In October the governor of New York, George Pataki, approved legislation that compares British conduct during the Irish Famine to that of the Nazis during the Holocaust and has ordered that the disastrous potato blight of 1845-49 be taught in human-rights courses in New York schools. His action prompted a "disappointed" British ambassador, Sir John Kerr, to protest to the governor that the famine was "not deliberate, not premeditated, and not genocide." He wrote, "The famine was a terrible tragedy, but 150 years later, no serious historian has argued that those who lost their lives did so because of malevolent intent on the part of the British government."

In Britain and Northern Ireland both the "Michael Collins" film and the action of the New York governor have naturally drawn protests. One Northern Ireland politician has called for a boycott of the film as a polluted version of Irish history. Andrew Roberts writes in The Sunday Times that Governor Pataki's action tells us far more about modern American politics than about 19th-century Anglo-Irish history.

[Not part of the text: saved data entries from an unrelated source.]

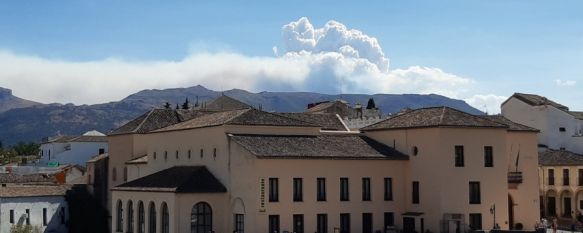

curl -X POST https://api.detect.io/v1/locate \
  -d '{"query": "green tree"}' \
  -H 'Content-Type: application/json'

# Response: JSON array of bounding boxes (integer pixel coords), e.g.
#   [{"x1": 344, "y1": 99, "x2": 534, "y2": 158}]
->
[
  {"x1": 12, "y1": 142, "x2": 40, "y2": 156},
  {"x1": 163, "y1": 102, "x2": 171, "y2": 109},
  {"x1": 182, "y1": 98, "x2": 190, "y2": 109},
  {"x1": 366, "y1": 98, "x2": 376, "y2": 109}
]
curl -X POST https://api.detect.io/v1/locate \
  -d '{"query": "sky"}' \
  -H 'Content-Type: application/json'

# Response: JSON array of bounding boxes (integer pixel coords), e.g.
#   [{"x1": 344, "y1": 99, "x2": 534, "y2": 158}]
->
[{"x1": 0, "y1": 1, "x2": 582, "y2": 114}]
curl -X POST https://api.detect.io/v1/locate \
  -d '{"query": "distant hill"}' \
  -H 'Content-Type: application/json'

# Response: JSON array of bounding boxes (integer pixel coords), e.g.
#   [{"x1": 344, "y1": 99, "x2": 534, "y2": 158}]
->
[
  {"x1": 0, "y1": 85, "x2": 482, "y2": 145},
  {"x1": 0, "y1": 87, "x2": 40, "y2": 113}
]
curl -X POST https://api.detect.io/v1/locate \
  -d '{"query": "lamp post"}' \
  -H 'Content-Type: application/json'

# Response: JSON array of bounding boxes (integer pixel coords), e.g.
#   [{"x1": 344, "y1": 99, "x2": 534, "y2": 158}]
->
[{"x1": 490, "y1": 204, "x2": 497, "y2": 229}]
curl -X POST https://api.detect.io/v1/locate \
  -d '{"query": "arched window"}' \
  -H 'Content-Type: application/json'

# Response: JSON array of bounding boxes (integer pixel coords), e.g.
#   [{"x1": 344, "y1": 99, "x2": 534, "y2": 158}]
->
[
  {"x1": 191, "y1": 202, "x2": 212, "y2": 233},
  {"x1": 116, "y1": 200, "x2": 123, "y2": 232},
  {"x1": 138, "y1": 201, "x2": 145, "y2": 233},
  {"x1": 161, "y1": 202, "x2": 169, "y2": 233},
  {"x1": 127, "y1": 200, "x2": 134, "y2": 233},
  {"x1": 149, "y1": 202, "x2": 157, "y2": 233}
]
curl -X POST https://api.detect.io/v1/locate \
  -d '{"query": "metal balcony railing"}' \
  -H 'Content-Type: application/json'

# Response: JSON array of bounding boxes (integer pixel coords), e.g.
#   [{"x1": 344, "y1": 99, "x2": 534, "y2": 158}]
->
[{"x1": 508, "y1": 172, "x2": 523, "y2": 184}]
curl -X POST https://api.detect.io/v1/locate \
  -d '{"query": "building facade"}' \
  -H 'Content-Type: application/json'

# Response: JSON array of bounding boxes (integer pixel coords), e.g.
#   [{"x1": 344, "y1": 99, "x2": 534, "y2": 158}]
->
[
  {"x1": 108, "y1": 102, "x2": 540, "y2": 233},
  {"x1": 502, "y1": 93, "x2": 583, "y2": 154},
  {"x1": 40, "y1": 130, "x2": 108, "y2": 166},
  {"x1": 0, "y1": 185, "x2": 69, "y2": 233},
  {"x1": 538, "y1": 149, "x2": 583, "y2": 220}
]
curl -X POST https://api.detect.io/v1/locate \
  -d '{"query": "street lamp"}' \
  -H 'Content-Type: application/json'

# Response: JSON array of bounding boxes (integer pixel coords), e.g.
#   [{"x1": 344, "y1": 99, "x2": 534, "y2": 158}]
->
[{"x1": 490, "y1": 204, "x2": 497, "y2": 229}]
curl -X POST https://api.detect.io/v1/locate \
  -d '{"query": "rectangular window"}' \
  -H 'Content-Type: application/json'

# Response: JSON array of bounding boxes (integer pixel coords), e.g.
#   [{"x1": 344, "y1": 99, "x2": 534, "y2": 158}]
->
[
  {"x1": 317, "y1": 214, "x2": 328, "y2": 233},
  {"x1": 579, "y1": 169, "x2": 583, "y2": 186},
  {"x1": 469, "y1": 213, "x2": 482, "y2": 230},
  {"x1": 268, "y1": 215, "x2": 280, "y2": 233},
  {"x1": 560, "y1": 127, "x2": 566, "y2": 132},
  {"x1": 455, "y1": 145, "x2": 464, "y2": 167},
  {"x1": 384, "y1": 178, "x2": 393, "y2": 201},
  {"x1": 469, "y1": 182, "x2": 481, "y2": 204},
  {"x1": 10, "y1": 209, "x2": 14, "y2": 224},
  {"x1": 234, "y1": 214, "x2": 244, "y2": 233},
  {"x1": 362, "y1": 213, "x2": 373, "y2": 233},
  {"x1": 340, "y1": 178, "x2": 349, "y2": 201},
  {"x1": 293, "y1": 178, "x2": 303, "y2": 202},
  {"x1": 26, "y1": 209, "x2": 30, "y2": 225},
  {"x1": 549, "y1": 169, "x2": 555, "y2": 185},
  {"x1": 43, "y1": 208, "x2": 48, "y2": 226},
  {"x1": 412, "y1": 181, "x2": 420, "y2": 204},
  {"x1": 384, "y1": 212, "x2": 394, "y2": 228},
  {"x1": 99, "y1": 148, "x2": 105, "y2": 154},
  {"x1": 269, "y1": 178, "x2": 279, "y2": 202},
  {"x1": 340, "y1": 213, "x2": 351, "y2": 233},
  {"x1": 484, "y1": 146, "x2": 493, "y2": 167},
  {"x1": 293, "y1": 214, "x2": 304, "y2": 233},
  {"x1": 362, "y1": 177, "x2": 371, "y2": 201},
  {"x1": 564, "y1": 169, "x2": 570, "y2": 186},
  {"x1": 317, "y1": 178, "x2": 326, "y2": 201}
]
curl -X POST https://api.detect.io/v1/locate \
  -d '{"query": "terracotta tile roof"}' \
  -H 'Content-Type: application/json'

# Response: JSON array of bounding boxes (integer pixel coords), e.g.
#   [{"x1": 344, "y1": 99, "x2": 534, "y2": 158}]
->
[
  {"x1": 230, "y1": 134, "x2": 408, "y2": 160},
  {"x1": 154, "y1": 109, "x2": 318, "y2": 132},
  {"x1": 276, "y1": 113, "x2": 348, "y2": 131},
  {"x1": 43, "y1": 136, "x2": 77, "y2": 143},
  {"x1": 362, "y1": 106, "x2": 507, "y2": 131},
  {"x1": 539, "y1": 149, "x2": 583, "y2": 166},
  {"x1": 68, "y1": 135, "x2": 108, "y2": 143},
  {"x1": 227, "y1": 109, "x2": 318, "y2": 127},
  {"x1": 0, "y1": 173, "x2": 56, "y2": 184},
  {"x1": 481, "y1": 115, "x2": 539, "y2": 132},
  {"x1": 306, "y1": 101, "x2": 336, "y2": 113},
  {"x1": 125, "y1": 155, "x2": 148, "y2": 165},
  {"x1": 109, "y1": 109, "x2": 212, "y2": 135},
  {"x1": 0, "y1": 185, "x2": 69, "y2": 197},
  {"x1": 153, "y1": 109, "x2": 248, "y2": 132},
  {"x1": 570, "y1": 111, "x2": 583, "y2": 120},
  {"x1": 204, "y1": 95, "x2": 252, "y2": 111},
  {"x1": 114, "y1": 166, "x2": 227, "y2": 193},
  {"x1": 506, "y1": 93, "x2": 569, "y2": 111},
  {"x1": 87, "y1": 153, "x2": 109, "y2": 163}
]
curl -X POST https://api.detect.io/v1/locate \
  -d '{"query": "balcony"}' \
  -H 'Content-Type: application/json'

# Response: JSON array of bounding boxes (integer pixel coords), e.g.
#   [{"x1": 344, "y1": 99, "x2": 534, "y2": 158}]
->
[{"x1": 508, "y1": 172, "x2": 523, "y2": 184}]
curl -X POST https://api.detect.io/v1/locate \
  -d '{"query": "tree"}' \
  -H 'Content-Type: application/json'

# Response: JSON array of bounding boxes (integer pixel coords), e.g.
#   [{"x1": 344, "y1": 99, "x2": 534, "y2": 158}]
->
[
  {"x1": 11, "y1": 142, "x2": 39, "y2": 156},
  {"x1": 182, "y1": 98, "x2": 190, "y2": 110},
  {"x1": 366, "y1": 98, "x2": 376, "y2": 109},
  {"x1": 163, "y1": 102, "x2": 171, "y2": 109},
  {"x1": 175, "y1": 104, "x2": 180, "y2": 109}
]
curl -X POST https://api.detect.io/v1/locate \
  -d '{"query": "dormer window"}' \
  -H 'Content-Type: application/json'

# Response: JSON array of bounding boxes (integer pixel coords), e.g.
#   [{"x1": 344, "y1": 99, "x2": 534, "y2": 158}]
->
[{"x1": 559, "y1": 127, "x2": 566, "y2": 132}]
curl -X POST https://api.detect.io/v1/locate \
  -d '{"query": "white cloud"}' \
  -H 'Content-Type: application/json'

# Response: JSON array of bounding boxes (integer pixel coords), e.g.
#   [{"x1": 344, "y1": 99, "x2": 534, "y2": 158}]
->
[
  {"x1": 464, "y1": 94, "x2": 508, "y2": 114},
  {"x1": 0, "y1": 17, "x2": 493, "y2": 112},
  {"x1": 555, "y1": 79, "x2": 576, "y2": 86},
  {"x1": 278, "y1": 17, "x2": 390, "y2": 72}
]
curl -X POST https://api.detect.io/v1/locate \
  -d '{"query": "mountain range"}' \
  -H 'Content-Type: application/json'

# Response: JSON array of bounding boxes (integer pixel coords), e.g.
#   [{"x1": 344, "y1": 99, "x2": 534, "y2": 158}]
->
[{"x1": 0, "y1": 85, "x2": 482, "y2": 146}]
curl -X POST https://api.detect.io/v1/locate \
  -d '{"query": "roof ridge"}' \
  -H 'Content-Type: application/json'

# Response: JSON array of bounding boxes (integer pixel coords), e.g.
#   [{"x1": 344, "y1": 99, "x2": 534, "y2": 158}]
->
[
  {"x1": 224, "y1": 108, "x2": 254, "y2": 124},
  {"x1": 439, "y1": 106, "x2": 446, "y2": 125},
  {"x1": 133, "y1": 109, "x2": 156, "y2": 134}
]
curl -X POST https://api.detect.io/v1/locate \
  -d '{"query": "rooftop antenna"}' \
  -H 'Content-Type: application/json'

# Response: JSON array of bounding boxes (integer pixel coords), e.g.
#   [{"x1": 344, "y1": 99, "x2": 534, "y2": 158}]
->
[{"x1": 483, "y1": 104, "x2": 488, "y2": 115}]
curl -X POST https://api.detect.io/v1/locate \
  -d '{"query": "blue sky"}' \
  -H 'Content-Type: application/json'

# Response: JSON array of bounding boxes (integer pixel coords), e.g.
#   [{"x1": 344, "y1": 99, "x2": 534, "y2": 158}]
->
[{"x1": 0, "y1": 1, "x2": 582, "y2": 113}]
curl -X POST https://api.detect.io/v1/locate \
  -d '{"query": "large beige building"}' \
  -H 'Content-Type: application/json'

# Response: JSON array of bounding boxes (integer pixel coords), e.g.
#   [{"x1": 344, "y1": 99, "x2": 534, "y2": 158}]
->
[
  {"x1": 538, "y1": 149, "x2": 583, "y2": 220},
  {"x1": 107, "y1": 96, "x2": 540, "y2": 233}
]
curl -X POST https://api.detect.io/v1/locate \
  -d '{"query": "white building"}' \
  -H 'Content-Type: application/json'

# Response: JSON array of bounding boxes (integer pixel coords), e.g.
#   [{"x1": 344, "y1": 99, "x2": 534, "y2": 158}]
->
[
  {"x1": 501, "y1": 93, "x2": 583, "y2": 153},
  {"x1": 40, "y1": 130, "x2": 108, "y2": 166},
  {"x1": 0, "y1": 185, "x2": 69, "y2": 233}
]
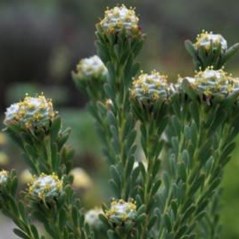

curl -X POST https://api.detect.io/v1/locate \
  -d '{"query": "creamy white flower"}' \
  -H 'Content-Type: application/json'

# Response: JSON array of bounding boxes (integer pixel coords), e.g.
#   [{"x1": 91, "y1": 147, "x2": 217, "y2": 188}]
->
[
  {"x1": 131, "y1": 70, "x2": 169, "y2": 102},
  {"x1": 190, "y1": 67, "x2": 239, "y2": 97},
  {"x1": 76, "y1": 55, "x2": 107, "y2": 79},
  {"x1": 106, "y1": 199, "x2": 137, "y2": 223},
  {"x1": 0, "y1": 170, "x2": 9, "y2": 185},
  {"x1": 85, "y1": 208, "x2": 103, "y2": 227},
  {"x1": 200, "y1": 69, "x2": 222, "y2": 80},
  {"x1": 4, "y1": 103, "x2": 20, "y2": 125},
  {"x1": 4, "y1": 94, "x2": 56, "y2": 129},
  {"x1": 99, "y1": 5, "x2": 139, "y2": 35},
  {"x1": 29, "y1": 173, "x2": 62, "y2": 200},
  {"x1": 195, "y1": 31, "x2": 227, "y2": 52}
]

My Anglo-Irish grandfather was told in 1922 that he must leave Ireland immediately or be shot. A family home was burned to the ground. A great aunt was made to drink paint and went mad. We were all that was unpopular - Protestants, landowners, and, through several generations, associated with the Royal Irish Constabulary.

But my mother broke the hold of history, I believe, when she went beyond bitterness about the way we had been treated to asking why the Irish people felt that way about us. She apologized to an Irish Catholic senator for the selfish way families like ours had lived in Ireland for four centuries and for our indifference to the plight of Catholics.

OK, the Famine was not deliberate policy and an armored car did not trundle round the soccer ground. But the scale of death in the famine was horrendous and 12 people were actually killed and 60 wounded at the game. Protests at a misuse of history are quite in order. But the next step may be for an acknowledgment to the Irish, Protestant and Catholic, of our share of responsibility for the past and present.

Politics and peace processes have their part. But something more may be needed to help us break the historic cycle of revenge, to address the deep sense of injustice felt by many Catholics and the deep sense of betrayal by many Protestants. This point was made strongly in a sermon in Westminster Abbey this summer by Canon Nicholas Frayling, rector of Liverpool, the port that was originally set up for the colonization of Ireland. "The evil of prejudice is transmitted down the generations," he said, "and it may be that political means are insufficient to overcome it."

He said, quite courageously, echoing the main point in his book, "Pardon and Peace": "We as a nation should apologize unequivocally for our part in creating the horrible situation which now prevails on the island of Ireland.... That apology, which Christians call repentance, must be unconditional. It invites reciprocal forgiveness, but it cannot justly demand it. It is not to say that we alone have done wrong: God knows that blood will have blood and violence breeds violence, but if Christians go along with it, then we are acquiescing in it, and we have forgotten our calling in a fallen world."

This way of breaking out of history's prison has not yet become common at a national level. Its results might surprise.

Michael Henderson is an English journalist living in Oregon.